Turkish envoy slams US senators for Uyghurs comments

Turkish envoy slams US senators for Uyghurs comments

WASHINGTON- Anadolu Agency
Turkish envoy slams US senators for Uyghurs comments

Turkey's Ambassador to U.S., Serdar Kılıç, hit back on May 22 at two American senators for comments regarding Ankara’s treatment of Uyghurs.

Senate Foreign Relations Committee Chairman Senator Jim Risch, shared a news report on Twitter that claimed Ankara reversed some of its support for Uyghurs and Turkish police are questioning refugees fleeing China's crackdown.

"It's shameful that Turkey assists China in violating Uyghur human rights," the Idaho Republican said in remarks accompanying the tweet on May 20. 

In retort to Risch, Kılıç said: "Senator, common sense based on facts and realities suggest that what really shameful is to see the Chairman of such an important Committee subscribe to unsubstantiated and biased allegations incriminating a key Ally, without even questioning whether there is any truth into them."

Massachusetts Democratic Senator Edward Markey shared the same report on May 21 and accused Turkish President Recep Tayyip Erdoğan of "abusing extradition requests to target his critics around the world."

"As Beijing pushes its own extradition and intimidation campaign against minorities, Turkey should rededicate itself to the protection of persecuted Uyghurs," wrote Markey.

In his response to Markey, Kılıç regretted that "some" Congress members are quick to appeal to biased allegations against Turkey.

"Believe me Mr. Senator, nothing can match the level of abuse Turkey and Turkish authorities are subjected to by some members on the Hill. This tweet clearly displays yet again that some of them don’t even hesitate to subscribe to unsubstantiated and biased allegations to that end," Kılıç replied on Twitter.

'Mere fabrication'

The report by Axios news website cited authenticated documents allegedly conveyed by China to Turkey regarding a "secret extradition request" for an Uyghur named Enver Turdi. China accused him of "running a pro-Islamic State website." Turdi denies the accusation.

Turdi was sent to a criminal court and his case is still pending in the Turkish courts, according to the report.

In a letter sent separately to both senators, Kılıç said allegations concerning the extradition of Uyghur Turks to third countries are "mere fabrication and as such are far from reflecting the truth."

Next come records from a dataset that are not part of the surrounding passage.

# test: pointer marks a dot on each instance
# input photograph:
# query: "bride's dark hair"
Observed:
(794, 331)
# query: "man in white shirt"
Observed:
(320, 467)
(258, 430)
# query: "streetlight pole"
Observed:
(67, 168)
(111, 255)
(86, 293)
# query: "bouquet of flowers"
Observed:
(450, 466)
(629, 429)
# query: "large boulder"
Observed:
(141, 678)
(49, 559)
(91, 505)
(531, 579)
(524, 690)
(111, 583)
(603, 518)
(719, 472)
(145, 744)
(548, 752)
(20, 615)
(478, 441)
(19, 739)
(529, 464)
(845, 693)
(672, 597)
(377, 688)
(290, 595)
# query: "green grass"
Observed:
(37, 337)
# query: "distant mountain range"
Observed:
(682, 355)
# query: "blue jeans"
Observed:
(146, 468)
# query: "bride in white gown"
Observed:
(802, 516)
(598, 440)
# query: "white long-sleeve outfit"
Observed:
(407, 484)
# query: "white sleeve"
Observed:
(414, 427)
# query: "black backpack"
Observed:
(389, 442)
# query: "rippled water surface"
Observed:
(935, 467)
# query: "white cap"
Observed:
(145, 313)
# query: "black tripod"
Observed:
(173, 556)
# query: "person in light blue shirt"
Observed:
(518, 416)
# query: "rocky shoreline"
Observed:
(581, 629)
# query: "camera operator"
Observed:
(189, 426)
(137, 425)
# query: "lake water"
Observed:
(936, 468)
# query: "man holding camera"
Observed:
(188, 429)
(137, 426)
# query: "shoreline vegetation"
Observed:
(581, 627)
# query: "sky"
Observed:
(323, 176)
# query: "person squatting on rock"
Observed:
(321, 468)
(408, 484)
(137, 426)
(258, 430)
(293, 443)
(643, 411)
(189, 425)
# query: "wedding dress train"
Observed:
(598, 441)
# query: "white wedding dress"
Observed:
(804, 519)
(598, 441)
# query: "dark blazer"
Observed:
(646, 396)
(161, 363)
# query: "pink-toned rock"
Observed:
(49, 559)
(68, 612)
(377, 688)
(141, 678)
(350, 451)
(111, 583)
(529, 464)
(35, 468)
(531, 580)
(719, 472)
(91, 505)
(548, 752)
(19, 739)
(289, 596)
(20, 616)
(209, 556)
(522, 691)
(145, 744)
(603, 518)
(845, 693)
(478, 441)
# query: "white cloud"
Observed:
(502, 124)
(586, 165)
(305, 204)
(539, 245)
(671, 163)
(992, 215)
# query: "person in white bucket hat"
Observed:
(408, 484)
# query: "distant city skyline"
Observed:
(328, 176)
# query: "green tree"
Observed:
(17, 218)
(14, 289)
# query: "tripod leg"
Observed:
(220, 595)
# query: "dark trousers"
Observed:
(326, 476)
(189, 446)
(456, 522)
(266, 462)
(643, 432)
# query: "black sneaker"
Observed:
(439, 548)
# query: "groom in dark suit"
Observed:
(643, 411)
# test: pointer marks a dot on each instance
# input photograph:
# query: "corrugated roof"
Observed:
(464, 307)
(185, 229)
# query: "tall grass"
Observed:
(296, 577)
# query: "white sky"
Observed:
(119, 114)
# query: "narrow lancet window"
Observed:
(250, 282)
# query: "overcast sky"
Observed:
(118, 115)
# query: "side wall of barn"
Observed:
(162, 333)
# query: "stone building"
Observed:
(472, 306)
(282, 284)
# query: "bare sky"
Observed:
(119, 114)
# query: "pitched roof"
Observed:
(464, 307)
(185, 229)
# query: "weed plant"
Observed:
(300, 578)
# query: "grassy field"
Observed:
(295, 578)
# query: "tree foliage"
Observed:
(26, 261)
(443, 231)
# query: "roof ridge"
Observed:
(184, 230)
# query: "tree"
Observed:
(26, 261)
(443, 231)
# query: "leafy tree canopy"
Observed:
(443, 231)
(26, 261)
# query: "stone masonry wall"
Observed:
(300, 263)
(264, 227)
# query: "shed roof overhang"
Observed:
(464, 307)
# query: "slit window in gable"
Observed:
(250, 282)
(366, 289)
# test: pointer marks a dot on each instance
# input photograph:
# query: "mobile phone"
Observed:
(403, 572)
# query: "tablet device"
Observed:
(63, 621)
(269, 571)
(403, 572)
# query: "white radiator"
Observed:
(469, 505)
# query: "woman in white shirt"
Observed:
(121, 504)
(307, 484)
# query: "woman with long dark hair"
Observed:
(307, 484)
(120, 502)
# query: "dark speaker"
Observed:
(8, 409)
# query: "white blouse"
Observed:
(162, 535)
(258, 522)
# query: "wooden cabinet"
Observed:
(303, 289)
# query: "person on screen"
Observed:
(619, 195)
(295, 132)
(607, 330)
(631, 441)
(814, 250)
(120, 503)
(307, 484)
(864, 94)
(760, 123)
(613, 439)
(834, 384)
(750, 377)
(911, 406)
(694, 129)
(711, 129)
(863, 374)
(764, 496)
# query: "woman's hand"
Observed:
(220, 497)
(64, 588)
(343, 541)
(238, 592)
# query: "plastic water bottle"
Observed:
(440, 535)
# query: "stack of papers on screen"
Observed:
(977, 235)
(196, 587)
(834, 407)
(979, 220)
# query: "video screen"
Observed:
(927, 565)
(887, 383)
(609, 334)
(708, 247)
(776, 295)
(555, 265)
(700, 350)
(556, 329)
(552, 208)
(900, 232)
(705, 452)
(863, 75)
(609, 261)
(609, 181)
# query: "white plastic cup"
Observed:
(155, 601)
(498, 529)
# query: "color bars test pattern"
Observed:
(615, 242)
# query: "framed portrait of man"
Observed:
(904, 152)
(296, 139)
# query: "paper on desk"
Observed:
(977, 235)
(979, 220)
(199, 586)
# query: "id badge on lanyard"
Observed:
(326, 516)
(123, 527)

"Given our historical background and the fact that we share a common language, religion and culture with the Uighur Turks, any issue pertaining to their well-being holds a special place on our agenda," he said.

The Turkish envoy added that extradition and judicial requests by China are examined in accordance with international law based on "full respect to human rights and within the framework of established practice."

China's Xinjiang region is home to 10 million Uyghurs. The Turkic Muslim group, which makes up around 45% of Xinjiang’s population, has long accused Chinese authorities of cultural, religious and economic discrimination.

Up to 1 million people, or about 7% of the Muslim population in Xinjiang, have been incarcerated in an expanding network of "political re-education" camps, according to U.S. officials and U.N. experts.

Thousands of Uyghurs have sought refuge in Turkey after fleeing Beijing's brutal crackdown since 2014.